I never had such success. Too shy, I never really tried. Apart from one tragic episode.
I had spotted a girl that had made my face flush, bookish but sexy, just my type. 
She was busy revising, nose deep in a psychology text book.
I was stuck on a rather lengthy, arduous passage about Shakespeare's use of farmyard animals or something and naturally my attention was a little divided.
Inspired by my brother's lead in the matters of romance, I inwardly declared that I would ask this girl out, affirming that this was the moment I asserted myself, but inexperience and nerves made this a troublesome sandwich to swallow.
I'm sure most sensible mortals wouldn't agonise over such trivialities, mainly Americans, but I was at a complete loss as to how to even begin the conversation. How the hell did you just go up to a stranger, in a public environment, without the aid of alcohol and invite them to potentially love you?

In a library it felt almost sordid to ask someone out, you could read about such things but you must keep it quietly to yourself.
I looked up and down the room, trying to engage eye contact with her but the awkward chair and table arrangements made this a difficult task, and added a risk of a potential neck injury.

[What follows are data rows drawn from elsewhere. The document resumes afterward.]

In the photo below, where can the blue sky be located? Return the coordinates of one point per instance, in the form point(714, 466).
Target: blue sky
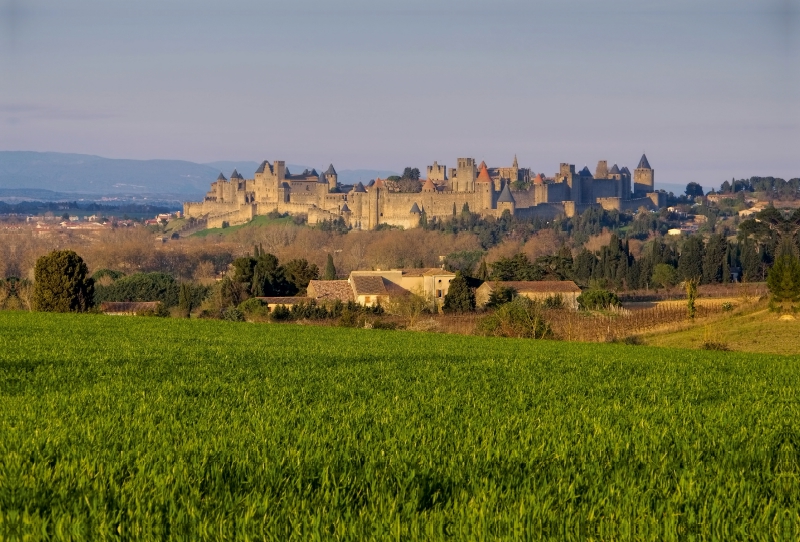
point(709, 89)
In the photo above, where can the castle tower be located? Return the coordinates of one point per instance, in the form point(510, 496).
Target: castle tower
point(465, 175)
point(331, 177)
point(643, 177)
point(602, 170)
point(485, 186)
point(437, 172)
point(567, 174)
point(506, 201)
point(221, 187)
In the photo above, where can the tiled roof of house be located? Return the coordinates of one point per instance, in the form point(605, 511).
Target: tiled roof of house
point(538, 286)
point(368, 285)
point(505, 195)
point(483, 176)
point(128, 307)
point(330, 290)
point(284, 300)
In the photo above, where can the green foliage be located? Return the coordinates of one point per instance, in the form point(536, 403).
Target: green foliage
point(61, 283)
point(460, 298)
point(154, 429)
point(411, 173)
point(330, 269)
point(783, 280)
point(521, 318)
point(664, 275)
point(501, 295)
point(232, 314)
point(299, 273)
point(694, 189)
point(597, 299)
point(142, 287)
point(691, 286)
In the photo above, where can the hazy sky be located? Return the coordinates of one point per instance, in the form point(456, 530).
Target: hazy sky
point(710, 90)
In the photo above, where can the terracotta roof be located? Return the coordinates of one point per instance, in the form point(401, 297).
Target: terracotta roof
point(505, 195)
point(284, 300)
point(538, 286)
point(368, 285)
point(483, 176)
point(330, 290)
point(425, 271)
point(128, 307)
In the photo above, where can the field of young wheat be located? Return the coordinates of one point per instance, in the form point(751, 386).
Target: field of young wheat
point(147, 428)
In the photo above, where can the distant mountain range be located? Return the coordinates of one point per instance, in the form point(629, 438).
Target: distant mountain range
point(93, 175)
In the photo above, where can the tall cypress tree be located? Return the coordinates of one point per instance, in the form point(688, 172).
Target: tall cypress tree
point(330, 269)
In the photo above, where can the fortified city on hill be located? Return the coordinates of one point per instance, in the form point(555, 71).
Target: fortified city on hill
point(483, 190)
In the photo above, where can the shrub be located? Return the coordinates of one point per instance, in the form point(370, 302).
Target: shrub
point(281, 313)
point(62, 284)
point(232, 314)
point(521, 317)
point(597, 299)
point(141, 287)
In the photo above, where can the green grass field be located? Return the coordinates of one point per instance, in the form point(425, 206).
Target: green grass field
point(261, 220)
point(145, 428)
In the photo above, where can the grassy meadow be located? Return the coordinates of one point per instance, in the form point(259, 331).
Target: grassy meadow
point(146, 428)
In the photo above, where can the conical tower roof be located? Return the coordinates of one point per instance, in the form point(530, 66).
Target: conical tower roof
point(483, 176)
point(505, 195)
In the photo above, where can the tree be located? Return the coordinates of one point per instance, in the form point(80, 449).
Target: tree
point(691, 295)
point(690, 263)
point(330, 269)
point(783, 281)
point(714, 259)
point(460, 298)
point(299, 273)
point(411, 173)
point(62, 283)
point(665, 275)
point(694, 189)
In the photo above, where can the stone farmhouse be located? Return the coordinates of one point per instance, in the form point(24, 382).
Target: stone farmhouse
point(536, 290)
point(370, 288)
point(483, 190)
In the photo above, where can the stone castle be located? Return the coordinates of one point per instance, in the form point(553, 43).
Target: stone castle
point(483, 190)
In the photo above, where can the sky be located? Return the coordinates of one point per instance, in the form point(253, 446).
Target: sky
point(710, 90)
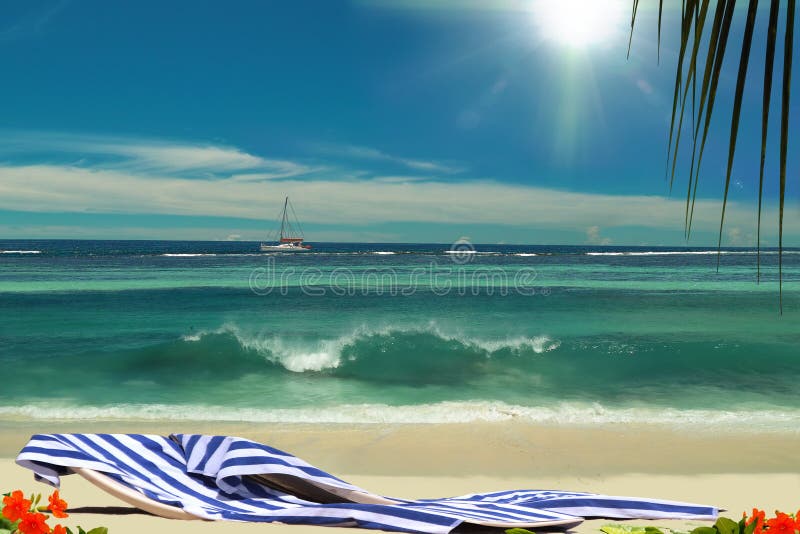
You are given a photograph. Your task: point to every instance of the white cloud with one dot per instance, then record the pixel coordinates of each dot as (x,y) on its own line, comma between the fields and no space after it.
(368,153)
(593,236)
(156,177)
(148,156)
(48,188)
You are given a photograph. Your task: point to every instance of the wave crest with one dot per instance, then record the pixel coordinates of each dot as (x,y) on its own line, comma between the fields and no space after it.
(389,353)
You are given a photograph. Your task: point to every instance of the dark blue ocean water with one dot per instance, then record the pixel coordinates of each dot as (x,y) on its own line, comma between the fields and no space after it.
(397,332)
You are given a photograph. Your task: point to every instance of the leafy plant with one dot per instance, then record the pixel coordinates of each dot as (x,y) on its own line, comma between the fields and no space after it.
(694,32)
(25,516)
(756,524)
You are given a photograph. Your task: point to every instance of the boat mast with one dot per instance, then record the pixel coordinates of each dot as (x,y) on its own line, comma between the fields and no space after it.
(283,220)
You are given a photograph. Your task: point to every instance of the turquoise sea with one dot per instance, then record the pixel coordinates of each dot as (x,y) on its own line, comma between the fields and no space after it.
(398,333)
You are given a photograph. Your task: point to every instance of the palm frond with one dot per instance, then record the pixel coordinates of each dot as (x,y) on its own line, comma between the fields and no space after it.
(716,35)
(772,33)
(744,59)
(787,83)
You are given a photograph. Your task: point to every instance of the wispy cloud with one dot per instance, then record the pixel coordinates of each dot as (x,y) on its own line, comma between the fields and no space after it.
(373,154)
(156,177)
(33,22)
(147,156)
(49,188)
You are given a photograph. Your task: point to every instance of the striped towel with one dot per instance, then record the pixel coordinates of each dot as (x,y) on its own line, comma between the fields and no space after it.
(216,477)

I was stuck, desperate and incompetent, a winning combination. I was about to concede defeat when my eyes fell upon a six pack of cherry bakewells I had in my backpack. These were intended as sugary treats to aid and encourage me in my revision, but staring at them an idea crept in my mind that maybe these iced pastry treats could be the key to unlocking my potential love's interest, or at least break the ice.
The idea was that I would casually walk up to her and say 'hey would you like a bakewell tart?' Then let the romance flourish.
It seemed simple enough and from that, I hoped, innocent, and inauspicious beginning I could initiate further conversation and from there I wasn't entirely sure, but I was hoping my brain would take over and come up with something.
Very simple in theory, harder in practice. I toyed with the foil wrapping of a bakewell, eat one for the energy boost, and stared over at her with a mouth full of munched up icing and pastry. Sexy.
I ruminated, pondered, eat another bakewell, tried to motivate myself to go over and just do it, but I was held back, reluctant and not fully behind the plan. Like a soldier asked to jump over the trench line.
This delaying didn't help matters and eventually my procrastinating had gone on so long she was now setting off to leave.
I had missed my chance and chided myself for my failures but as she packed her items into her satchel I roused myself for one final push.
I quickly packed up my items apart from one solitary bakewell tart that I kept in my hand and began to hover over to her.
Unfortunately she had turned the other way and began making her way around the library. I duly followed, quickly improvising a new plan where I would simply tap her on the shoulder and say 'I think you dropped this?' Then present her with the tart, Ingenious. I had seen a film scene of something similar with jewellery, and that had worked perfectly. 
Fate had other plans and  had also decided to bless her with rather a pacy walk. I followed  swiftly after her, bakewell held aloft in my outstretched hand.
Blissfully, I ignored the fact that I was now following a girl around a library with baked goods, and this was definitely not a normal thing to be doing, and certainly not your standard or desired romantic gesture.
Her pace quickend, as I'm sure her subconscious picked up on the potential threat of diabetes that was ambling to be thrust in her face.
I continued to follow for a good 5 to 10 minutes, until we reached a  pelican crossing and my better sense and a ford KA stopped me.
From this moment on, the town of bakewell always sends a shiver up the spine but I will always be fond of Libraries. For where would us weirdos go?